Ca2+ channels play an integral role in these neurotransmitters working together harmoniously. When they are blocked and brain Ca2+ decreased, the process is disrupted. This is what may account for the reduction of cocaine cravings in the rats.

This study is a promising one for the addiction field, as there are no effective drug therapies currently available for cocaine dependency. It also speaks volumes about how far our understanding of addiction has come. Once it was regarded simply as a choice made by degenerates who had no motivation to live a normal life. Eventually scientists found there are biological mechanisms underlying it that seem to, for the most part, preclude consciously choosing it as a lifestyle. As we come to understand those mechanisms more, the concept of addiction becomes at the same time more tangible and complex.

For example, dopamine was originally thought to be the substrate of pleasure in the brain. It now has a better understood, but more complicated role, of helping us to identify rewarding stimuli in our environment. This is a skill that is evolutionarily adaptive for obvious reasons. Fairly recently it was learned that glutamate is involved in the addiction process as well. Now that our understanding of the interaction between dopamine and glutamate is growing, we are beginning to understand addiction involves a series of synaptic changes made through associative learning, which result in an almost indelible imprinting of an addictive memory. And this expanding knowledge of the neuroscience of addiction all must be viewed against a backdrop of identified genetic patterns, which predispose certain people toward the disorder.

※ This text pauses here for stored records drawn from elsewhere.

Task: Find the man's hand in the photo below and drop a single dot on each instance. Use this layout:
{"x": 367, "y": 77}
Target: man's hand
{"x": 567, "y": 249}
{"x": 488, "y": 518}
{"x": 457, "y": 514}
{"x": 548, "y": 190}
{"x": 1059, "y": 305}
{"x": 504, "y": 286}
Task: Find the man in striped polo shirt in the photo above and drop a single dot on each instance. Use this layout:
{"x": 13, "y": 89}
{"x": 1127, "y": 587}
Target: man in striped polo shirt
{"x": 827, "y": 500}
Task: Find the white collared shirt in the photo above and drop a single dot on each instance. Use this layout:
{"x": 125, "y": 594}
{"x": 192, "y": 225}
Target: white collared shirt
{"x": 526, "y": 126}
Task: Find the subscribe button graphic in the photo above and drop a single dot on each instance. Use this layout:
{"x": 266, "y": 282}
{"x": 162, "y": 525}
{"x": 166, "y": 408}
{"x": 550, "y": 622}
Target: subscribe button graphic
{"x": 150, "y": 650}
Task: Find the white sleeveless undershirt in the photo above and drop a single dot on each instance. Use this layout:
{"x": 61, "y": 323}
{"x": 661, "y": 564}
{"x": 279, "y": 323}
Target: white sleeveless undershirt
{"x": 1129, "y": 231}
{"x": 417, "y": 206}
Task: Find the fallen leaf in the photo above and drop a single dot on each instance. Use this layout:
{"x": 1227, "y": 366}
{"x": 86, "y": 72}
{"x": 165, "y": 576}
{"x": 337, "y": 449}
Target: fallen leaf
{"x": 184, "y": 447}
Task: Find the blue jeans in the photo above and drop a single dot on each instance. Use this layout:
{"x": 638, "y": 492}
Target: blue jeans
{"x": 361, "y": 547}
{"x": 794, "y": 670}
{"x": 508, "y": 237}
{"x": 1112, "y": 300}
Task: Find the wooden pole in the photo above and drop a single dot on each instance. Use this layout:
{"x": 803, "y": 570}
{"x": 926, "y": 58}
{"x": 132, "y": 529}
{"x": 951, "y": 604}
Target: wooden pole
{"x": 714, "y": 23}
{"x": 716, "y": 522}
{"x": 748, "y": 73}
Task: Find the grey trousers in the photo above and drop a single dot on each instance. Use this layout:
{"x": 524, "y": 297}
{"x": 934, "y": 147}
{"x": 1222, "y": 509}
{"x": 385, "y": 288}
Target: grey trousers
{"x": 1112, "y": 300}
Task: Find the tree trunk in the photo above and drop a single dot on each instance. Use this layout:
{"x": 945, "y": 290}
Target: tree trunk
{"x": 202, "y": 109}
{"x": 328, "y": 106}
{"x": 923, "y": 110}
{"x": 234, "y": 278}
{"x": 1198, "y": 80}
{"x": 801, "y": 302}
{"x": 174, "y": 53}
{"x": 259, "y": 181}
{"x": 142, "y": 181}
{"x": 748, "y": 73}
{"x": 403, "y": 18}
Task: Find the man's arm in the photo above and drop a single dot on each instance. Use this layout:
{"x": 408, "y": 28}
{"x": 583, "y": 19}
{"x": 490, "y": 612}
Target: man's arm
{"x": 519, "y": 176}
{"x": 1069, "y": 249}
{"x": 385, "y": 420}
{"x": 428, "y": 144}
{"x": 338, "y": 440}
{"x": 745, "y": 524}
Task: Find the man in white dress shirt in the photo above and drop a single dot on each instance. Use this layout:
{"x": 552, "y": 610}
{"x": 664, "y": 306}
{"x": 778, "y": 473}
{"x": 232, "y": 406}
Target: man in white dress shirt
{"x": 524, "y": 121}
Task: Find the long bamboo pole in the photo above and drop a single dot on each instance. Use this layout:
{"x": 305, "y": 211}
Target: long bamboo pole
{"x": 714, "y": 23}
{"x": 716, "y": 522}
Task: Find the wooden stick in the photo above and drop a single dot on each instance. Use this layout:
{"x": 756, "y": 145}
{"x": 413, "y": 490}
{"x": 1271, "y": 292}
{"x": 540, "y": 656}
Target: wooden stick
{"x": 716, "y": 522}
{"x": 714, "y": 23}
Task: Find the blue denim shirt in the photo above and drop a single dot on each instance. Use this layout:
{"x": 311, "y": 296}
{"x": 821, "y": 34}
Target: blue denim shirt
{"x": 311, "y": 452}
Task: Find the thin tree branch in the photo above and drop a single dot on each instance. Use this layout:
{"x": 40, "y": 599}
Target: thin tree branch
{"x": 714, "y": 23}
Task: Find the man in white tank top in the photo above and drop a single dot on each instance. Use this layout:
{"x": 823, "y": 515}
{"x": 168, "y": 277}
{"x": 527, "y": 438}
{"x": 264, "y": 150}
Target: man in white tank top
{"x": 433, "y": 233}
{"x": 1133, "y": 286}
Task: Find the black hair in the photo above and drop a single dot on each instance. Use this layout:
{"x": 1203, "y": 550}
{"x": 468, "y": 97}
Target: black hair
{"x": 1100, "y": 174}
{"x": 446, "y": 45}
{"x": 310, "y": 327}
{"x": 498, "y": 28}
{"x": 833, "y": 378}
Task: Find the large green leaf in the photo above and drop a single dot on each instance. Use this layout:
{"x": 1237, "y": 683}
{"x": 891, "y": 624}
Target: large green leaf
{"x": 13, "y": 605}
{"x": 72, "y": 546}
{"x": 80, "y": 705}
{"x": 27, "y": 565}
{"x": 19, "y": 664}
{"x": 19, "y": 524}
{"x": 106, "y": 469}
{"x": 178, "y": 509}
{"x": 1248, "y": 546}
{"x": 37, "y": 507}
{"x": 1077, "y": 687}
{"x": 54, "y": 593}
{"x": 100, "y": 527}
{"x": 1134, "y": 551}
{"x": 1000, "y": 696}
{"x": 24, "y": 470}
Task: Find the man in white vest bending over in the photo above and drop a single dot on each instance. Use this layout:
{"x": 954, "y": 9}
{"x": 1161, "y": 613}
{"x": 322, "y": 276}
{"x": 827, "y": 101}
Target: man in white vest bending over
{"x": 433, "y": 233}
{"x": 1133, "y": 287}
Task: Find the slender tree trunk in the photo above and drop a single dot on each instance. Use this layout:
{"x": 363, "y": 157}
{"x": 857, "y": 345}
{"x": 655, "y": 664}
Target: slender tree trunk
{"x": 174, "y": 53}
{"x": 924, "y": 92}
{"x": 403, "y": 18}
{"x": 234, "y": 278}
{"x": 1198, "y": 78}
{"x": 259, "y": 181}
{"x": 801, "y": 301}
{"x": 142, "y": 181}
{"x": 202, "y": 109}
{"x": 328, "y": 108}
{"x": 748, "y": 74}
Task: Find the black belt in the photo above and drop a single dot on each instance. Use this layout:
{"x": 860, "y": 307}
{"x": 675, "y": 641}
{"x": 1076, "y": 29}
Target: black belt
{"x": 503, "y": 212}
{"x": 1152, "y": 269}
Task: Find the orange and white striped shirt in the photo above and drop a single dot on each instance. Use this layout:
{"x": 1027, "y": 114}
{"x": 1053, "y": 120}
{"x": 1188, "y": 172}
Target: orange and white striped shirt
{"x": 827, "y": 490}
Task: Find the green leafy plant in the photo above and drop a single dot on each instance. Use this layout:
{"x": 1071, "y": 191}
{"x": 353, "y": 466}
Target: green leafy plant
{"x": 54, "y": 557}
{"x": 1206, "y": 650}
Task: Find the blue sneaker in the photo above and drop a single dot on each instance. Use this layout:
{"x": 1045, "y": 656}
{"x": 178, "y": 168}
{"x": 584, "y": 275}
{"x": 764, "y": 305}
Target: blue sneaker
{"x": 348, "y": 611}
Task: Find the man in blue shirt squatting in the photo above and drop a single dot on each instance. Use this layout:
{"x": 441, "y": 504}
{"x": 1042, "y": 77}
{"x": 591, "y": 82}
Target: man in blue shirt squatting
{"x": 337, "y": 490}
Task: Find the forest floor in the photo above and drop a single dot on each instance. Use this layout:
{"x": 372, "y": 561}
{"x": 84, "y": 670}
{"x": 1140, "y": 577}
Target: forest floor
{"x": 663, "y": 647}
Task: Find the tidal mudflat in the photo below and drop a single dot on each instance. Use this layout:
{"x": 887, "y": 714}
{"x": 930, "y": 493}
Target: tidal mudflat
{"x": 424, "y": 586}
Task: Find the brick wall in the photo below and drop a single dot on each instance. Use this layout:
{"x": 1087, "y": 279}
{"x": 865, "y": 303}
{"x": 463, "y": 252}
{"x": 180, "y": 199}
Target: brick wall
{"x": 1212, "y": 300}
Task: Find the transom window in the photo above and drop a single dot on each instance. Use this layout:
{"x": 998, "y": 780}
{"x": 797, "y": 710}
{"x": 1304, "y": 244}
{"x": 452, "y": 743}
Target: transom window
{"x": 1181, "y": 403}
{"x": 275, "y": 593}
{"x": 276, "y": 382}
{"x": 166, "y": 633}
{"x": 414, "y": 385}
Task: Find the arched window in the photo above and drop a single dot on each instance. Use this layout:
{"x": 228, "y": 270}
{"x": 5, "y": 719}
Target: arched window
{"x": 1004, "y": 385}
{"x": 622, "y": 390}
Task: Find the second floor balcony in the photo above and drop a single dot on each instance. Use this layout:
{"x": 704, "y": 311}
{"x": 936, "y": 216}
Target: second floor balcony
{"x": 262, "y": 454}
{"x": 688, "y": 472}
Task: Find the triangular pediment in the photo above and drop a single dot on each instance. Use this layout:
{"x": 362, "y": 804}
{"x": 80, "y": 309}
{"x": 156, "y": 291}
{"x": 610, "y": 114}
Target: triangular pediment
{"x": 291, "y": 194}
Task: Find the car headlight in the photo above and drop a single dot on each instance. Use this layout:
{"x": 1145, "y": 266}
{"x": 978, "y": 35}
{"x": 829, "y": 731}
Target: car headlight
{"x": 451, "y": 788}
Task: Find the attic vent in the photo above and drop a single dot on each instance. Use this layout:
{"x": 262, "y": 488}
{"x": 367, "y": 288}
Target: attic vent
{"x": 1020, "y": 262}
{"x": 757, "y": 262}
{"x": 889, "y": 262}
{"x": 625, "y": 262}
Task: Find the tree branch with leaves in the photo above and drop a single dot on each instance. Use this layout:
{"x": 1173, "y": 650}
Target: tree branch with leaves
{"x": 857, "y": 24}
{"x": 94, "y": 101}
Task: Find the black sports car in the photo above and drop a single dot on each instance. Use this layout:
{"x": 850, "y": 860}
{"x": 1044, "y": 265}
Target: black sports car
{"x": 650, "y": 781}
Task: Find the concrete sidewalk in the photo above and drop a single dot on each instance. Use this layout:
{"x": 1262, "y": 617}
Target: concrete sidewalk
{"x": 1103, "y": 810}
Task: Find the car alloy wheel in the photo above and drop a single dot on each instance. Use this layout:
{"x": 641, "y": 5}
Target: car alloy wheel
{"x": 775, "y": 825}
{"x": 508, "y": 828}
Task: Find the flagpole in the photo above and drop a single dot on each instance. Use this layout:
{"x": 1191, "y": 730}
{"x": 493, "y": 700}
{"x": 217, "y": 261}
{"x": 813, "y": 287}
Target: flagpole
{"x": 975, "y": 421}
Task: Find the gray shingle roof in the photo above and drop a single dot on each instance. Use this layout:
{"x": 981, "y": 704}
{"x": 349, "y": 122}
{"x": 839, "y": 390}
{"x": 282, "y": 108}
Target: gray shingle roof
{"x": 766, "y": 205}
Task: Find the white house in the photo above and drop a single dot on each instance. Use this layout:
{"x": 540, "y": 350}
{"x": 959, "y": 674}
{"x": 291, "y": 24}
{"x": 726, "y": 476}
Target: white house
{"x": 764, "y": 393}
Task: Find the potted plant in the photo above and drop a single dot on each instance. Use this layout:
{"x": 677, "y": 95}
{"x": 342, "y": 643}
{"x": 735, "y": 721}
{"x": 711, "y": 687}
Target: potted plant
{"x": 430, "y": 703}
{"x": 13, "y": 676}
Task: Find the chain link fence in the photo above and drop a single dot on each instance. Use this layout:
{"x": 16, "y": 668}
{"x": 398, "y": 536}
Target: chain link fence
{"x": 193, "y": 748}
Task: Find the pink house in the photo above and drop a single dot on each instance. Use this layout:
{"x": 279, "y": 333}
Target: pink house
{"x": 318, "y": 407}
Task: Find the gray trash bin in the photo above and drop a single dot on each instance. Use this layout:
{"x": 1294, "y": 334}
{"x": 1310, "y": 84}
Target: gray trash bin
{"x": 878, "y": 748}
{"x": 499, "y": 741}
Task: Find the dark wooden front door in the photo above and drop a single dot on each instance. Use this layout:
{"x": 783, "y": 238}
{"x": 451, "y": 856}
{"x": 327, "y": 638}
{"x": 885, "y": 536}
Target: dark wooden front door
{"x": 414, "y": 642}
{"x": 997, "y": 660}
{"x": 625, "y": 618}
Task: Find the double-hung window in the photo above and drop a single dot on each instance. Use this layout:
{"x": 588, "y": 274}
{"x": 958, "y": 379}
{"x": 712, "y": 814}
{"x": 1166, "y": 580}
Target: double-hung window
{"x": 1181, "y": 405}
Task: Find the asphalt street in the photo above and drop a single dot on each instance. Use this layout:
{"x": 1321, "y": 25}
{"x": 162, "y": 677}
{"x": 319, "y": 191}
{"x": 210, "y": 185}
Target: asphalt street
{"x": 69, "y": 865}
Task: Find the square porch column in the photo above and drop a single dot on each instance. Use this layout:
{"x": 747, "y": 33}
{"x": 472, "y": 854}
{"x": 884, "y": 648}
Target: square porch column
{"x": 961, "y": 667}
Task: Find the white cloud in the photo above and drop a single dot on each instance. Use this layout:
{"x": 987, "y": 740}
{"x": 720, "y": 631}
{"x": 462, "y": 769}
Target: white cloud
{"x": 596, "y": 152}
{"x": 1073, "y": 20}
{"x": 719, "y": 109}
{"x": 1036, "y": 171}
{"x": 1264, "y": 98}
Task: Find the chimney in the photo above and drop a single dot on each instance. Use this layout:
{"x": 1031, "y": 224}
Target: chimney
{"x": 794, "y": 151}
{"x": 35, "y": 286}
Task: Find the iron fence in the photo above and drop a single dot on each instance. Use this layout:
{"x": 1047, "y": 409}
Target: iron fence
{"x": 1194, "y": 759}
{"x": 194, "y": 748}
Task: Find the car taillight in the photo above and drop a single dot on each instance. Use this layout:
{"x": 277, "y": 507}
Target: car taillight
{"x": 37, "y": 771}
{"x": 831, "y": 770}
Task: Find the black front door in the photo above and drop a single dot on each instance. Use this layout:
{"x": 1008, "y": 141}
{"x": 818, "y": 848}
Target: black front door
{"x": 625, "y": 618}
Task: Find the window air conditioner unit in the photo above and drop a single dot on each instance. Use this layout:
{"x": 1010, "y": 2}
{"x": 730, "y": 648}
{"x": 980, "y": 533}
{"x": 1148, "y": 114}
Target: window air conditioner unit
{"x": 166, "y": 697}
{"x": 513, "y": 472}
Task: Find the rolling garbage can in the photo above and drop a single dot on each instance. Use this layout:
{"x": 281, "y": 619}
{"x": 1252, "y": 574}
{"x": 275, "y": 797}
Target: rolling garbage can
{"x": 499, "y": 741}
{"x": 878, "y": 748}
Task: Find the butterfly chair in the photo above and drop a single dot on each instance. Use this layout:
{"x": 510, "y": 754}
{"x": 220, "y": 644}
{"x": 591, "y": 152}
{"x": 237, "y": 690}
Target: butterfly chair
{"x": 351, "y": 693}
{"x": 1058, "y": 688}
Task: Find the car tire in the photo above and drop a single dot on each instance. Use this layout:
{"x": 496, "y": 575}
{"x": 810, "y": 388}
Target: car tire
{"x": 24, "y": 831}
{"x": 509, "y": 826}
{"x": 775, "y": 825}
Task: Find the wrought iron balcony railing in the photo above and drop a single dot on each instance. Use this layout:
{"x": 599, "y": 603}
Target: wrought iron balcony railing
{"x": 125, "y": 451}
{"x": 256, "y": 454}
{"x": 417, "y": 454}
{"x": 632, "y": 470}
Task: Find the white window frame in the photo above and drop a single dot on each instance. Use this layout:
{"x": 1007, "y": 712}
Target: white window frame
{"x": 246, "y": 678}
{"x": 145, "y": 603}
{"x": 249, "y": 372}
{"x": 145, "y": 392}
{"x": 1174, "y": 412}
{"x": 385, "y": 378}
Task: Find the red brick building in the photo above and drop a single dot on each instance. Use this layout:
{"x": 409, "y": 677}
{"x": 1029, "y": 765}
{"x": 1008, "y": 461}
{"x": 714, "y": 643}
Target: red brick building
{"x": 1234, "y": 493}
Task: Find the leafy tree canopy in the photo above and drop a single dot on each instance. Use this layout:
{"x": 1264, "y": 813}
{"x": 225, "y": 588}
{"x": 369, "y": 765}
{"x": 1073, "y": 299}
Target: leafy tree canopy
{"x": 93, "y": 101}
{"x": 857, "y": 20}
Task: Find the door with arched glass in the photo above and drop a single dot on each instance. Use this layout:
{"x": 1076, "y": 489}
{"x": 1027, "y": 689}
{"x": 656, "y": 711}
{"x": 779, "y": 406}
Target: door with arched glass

Although this view of addiction as having a neurobiological and genetic basis is commonly accepted science, it has yet to be embraced by a large portion of society, including governments who continue to use incarceration of addicts as their preferred method of dealing with the issue of drug use. Most of us have an addiction of some sort. It may be food, or cigarettes, shopping, or heroin. It’s important to remember, though, that all addictions, from the most minor to the most severe, are probably due to a similar process in the brain that has caused too much importance to be placed on the pursuit of a once-rewarding stimulus. So a crack addict is victim to the evolution and organization of the human brain’s reward system in the same way a shopoholic is. And for those who are lucky enough to not have an addiction, or at least a very damaging one, you might want to hesitate before you credit yourself too much or denigrate someone with an addiction. If the addict were born with your genes and your brain, chances are they wouldn’t be an addict either. It’s time we begin, as a society, recognizing addiction as a disorder instead of a reprehensible and prosecutable offense, in and of itself.